Amazing Story of a Marathon Runner Who Says Yoga Helps Me to Become Better Athlete
Last week, there was a famous Scotiabank Toronto Waterfront Marathon last sunday, where 2010 winner Katherine Moore wanted to defend her title. And as she says about herself, “I am tough as nails,” she did it. And she even run this year about 1 minute faster then the last time she appeared on this competition.
Moore says that Yoga gave her all she needed to improve herself as a runner and athlete. Here I will give you some short points she made on the interview for the Canadian newspaper Vancouver Courier.
Why Yoga Is the Best Exercise For Runners and Athletes?
Let’s find out directly from the champ Katherine Moore…
“I changed my mind and any pain that I felt, I just started to think very positively, [saying] very positive mantras and affirmations to myself.”
She reminded herself that a competitive 42-km road race is something she enjoys, and said she had to “just know that I wanted to be there and try to enjoy the atmosphere, the energy when you’re really hurt and struggling.”
Moore’s self-talk became specific. “When I start to hurt, I just focus on ‘relax,’ or I’ll repeat the word ‘breathe’ just to take deep breaths.”
Runners have much to learn from yoga, said Moore, although the two pursuits are at odds from one another.
“Running is completely the opposite of yoga.
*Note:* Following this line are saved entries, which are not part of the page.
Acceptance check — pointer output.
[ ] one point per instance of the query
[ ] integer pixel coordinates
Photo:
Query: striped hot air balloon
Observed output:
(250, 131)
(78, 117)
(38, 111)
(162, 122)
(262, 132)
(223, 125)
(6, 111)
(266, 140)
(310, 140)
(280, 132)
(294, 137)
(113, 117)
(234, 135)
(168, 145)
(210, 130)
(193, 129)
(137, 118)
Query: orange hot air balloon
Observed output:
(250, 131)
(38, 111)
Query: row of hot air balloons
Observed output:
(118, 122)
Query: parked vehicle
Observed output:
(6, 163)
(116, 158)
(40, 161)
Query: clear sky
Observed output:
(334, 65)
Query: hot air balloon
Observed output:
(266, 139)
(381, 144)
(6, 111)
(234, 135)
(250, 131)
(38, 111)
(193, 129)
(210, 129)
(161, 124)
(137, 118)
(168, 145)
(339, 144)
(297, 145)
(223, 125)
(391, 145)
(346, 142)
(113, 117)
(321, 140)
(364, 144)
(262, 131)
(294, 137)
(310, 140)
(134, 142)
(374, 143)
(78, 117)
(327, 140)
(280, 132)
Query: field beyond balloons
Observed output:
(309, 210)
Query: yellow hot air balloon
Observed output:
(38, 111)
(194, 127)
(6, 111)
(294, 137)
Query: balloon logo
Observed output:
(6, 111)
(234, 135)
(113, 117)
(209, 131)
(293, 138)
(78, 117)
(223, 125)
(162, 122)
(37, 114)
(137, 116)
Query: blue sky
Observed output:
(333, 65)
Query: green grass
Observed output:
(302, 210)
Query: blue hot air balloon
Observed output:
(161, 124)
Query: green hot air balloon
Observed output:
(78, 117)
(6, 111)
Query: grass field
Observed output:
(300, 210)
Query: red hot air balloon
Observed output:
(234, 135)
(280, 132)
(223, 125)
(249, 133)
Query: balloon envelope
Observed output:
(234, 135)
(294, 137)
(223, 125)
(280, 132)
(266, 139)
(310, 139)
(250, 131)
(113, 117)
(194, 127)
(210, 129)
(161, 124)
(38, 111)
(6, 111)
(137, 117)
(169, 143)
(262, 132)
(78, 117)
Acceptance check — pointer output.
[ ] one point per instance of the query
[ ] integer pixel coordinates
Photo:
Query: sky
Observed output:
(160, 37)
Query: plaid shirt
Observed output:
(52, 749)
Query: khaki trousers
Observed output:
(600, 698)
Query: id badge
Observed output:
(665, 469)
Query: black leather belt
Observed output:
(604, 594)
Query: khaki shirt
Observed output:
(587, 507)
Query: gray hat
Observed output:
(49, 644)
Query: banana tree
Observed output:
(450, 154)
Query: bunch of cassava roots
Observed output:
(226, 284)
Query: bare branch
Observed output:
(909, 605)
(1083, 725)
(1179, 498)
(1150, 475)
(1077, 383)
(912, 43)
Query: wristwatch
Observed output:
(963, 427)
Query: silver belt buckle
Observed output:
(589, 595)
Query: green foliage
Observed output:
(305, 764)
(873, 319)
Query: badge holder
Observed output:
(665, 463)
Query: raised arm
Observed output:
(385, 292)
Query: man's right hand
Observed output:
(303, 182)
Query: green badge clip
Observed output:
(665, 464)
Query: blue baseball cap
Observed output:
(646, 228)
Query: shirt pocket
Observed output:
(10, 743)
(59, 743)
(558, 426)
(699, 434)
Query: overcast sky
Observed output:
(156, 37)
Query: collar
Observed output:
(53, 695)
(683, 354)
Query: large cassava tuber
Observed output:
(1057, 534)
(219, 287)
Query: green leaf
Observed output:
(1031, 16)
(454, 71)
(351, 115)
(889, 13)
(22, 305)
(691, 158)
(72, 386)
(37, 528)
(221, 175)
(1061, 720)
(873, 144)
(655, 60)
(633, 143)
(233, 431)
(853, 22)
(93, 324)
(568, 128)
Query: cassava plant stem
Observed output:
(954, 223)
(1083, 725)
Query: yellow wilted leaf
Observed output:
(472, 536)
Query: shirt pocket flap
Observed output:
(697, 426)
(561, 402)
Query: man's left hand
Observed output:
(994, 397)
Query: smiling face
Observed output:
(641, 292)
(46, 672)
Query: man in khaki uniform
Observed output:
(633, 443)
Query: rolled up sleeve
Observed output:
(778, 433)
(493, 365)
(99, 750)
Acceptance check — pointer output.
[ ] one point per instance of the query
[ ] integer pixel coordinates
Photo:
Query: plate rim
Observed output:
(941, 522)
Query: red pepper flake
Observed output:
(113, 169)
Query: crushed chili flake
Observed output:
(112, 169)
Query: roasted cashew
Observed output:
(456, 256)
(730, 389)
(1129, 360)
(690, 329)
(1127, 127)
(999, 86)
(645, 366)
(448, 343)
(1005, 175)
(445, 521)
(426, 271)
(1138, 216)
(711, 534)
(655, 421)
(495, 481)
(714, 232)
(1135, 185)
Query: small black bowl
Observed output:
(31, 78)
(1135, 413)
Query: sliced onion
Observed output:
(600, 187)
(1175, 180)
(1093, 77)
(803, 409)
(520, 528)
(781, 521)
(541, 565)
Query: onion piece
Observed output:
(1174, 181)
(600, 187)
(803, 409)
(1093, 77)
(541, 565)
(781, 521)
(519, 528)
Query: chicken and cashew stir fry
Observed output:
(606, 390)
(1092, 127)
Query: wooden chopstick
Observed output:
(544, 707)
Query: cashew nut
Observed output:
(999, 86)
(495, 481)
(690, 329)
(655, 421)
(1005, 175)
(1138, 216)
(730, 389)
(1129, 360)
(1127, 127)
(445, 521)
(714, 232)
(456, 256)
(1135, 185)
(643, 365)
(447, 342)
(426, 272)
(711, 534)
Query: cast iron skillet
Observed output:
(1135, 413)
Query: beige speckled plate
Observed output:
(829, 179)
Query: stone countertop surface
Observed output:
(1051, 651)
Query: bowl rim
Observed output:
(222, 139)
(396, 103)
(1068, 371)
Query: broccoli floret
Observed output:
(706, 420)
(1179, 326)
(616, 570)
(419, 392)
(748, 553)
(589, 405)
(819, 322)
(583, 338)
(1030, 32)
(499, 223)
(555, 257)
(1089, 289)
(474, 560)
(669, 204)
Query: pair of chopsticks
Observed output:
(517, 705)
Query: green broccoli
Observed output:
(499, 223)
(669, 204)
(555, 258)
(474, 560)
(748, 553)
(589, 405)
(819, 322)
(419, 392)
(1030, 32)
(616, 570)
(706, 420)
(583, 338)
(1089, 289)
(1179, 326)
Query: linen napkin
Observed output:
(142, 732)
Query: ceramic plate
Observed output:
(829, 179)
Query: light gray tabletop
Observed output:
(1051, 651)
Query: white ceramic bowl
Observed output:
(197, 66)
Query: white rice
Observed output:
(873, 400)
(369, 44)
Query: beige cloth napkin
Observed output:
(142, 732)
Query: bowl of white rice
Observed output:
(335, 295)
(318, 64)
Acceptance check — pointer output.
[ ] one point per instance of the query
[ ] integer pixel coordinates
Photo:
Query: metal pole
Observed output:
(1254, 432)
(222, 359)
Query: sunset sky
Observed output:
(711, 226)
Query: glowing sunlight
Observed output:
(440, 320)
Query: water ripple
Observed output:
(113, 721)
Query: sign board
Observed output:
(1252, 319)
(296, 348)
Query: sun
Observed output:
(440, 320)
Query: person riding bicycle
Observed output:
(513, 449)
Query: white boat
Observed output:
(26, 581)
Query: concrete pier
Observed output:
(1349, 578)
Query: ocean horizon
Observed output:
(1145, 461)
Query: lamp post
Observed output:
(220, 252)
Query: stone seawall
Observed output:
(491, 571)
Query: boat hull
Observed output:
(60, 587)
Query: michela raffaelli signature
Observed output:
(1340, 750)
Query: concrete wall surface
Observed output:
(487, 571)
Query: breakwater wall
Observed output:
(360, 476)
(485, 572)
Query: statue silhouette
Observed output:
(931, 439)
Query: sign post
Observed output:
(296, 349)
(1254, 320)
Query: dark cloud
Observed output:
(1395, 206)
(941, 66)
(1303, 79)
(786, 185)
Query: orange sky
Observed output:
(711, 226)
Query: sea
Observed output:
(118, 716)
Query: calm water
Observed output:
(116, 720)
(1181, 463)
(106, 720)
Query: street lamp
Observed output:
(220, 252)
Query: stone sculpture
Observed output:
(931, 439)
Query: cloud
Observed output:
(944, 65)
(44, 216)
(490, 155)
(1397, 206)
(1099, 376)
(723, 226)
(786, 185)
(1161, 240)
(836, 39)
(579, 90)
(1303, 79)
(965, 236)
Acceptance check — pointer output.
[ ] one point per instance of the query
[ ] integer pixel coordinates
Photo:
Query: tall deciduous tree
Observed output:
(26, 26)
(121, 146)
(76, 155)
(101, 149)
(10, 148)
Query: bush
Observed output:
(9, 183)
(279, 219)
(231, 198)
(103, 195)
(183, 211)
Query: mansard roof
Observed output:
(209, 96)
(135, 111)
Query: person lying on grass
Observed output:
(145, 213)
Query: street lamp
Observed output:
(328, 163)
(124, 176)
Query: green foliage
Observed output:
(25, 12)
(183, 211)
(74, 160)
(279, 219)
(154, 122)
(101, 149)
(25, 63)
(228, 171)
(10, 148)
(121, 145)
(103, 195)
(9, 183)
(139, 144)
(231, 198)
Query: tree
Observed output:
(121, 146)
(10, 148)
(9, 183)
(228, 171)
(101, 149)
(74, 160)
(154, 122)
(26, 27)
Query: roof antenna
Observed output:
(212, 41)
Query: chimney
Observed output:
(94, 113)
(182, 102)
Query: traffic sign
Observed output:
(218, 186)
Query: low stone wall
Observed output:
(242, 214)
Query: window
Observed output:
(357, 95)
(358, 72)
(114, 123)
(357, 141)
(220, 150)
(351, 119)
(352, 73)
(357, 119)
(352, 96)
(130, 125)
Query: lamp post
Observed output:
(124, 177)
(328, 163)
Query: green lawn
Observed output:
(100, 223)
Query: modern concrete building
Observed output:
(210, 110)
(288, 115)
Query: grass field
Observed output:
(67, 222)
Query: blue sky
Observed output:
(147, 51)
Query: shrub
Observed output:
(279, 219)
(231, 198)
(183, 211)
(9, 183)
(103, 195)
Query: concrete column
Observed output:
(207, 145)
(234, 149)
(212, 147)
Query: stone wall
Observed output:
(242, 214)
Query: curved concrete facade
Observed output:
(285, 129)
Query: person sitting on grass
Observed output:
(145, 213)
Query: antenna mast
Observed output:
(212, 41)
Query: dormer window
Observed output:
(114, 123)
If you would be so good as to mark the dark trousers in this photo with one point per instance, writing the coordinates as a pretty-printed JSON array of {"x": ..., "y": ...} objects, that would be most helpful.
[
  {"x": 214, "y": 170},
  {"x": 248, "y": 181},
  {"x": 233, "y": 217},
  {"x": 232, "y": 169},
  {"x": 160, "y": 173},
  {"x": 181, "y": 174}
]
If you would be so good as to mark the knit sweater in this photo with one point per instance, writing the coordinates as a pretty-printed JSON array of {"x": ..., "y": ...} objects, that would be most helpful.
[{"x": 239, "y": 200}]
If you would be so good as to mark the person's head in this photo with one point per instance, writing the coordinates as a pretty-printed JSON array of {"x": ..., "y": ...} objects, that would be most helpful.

Running, you’re contracting the muscle, it’s a strenuous activity, it’s a demand on the body. Yoga counter-balances that, it’s more relaxing, lengthening the muscles, quieting the mind,” she said.
“I find the focus you get in yoga, learning just to focus your attention and try to clear out a lot of the chatter in the in mind, helps when things get really tough in a race or in training.”
Moore’s Colorado-based coach, Olympic marathoner Kathy Butler, said each runner is different but all can benefit from yoga. In Moore’s case, she was already practising yoga when she returned to competitive running.
“If someone has been running for 20 years but never done yoga, it would make more sense to take a more cautious approach to yoga and running,” Butler wrote in an email. “I still think it can be very beneficial, especially if it is somewhat targeted to athletes or runners or at least approached with those weaknesses and strengths in mind.”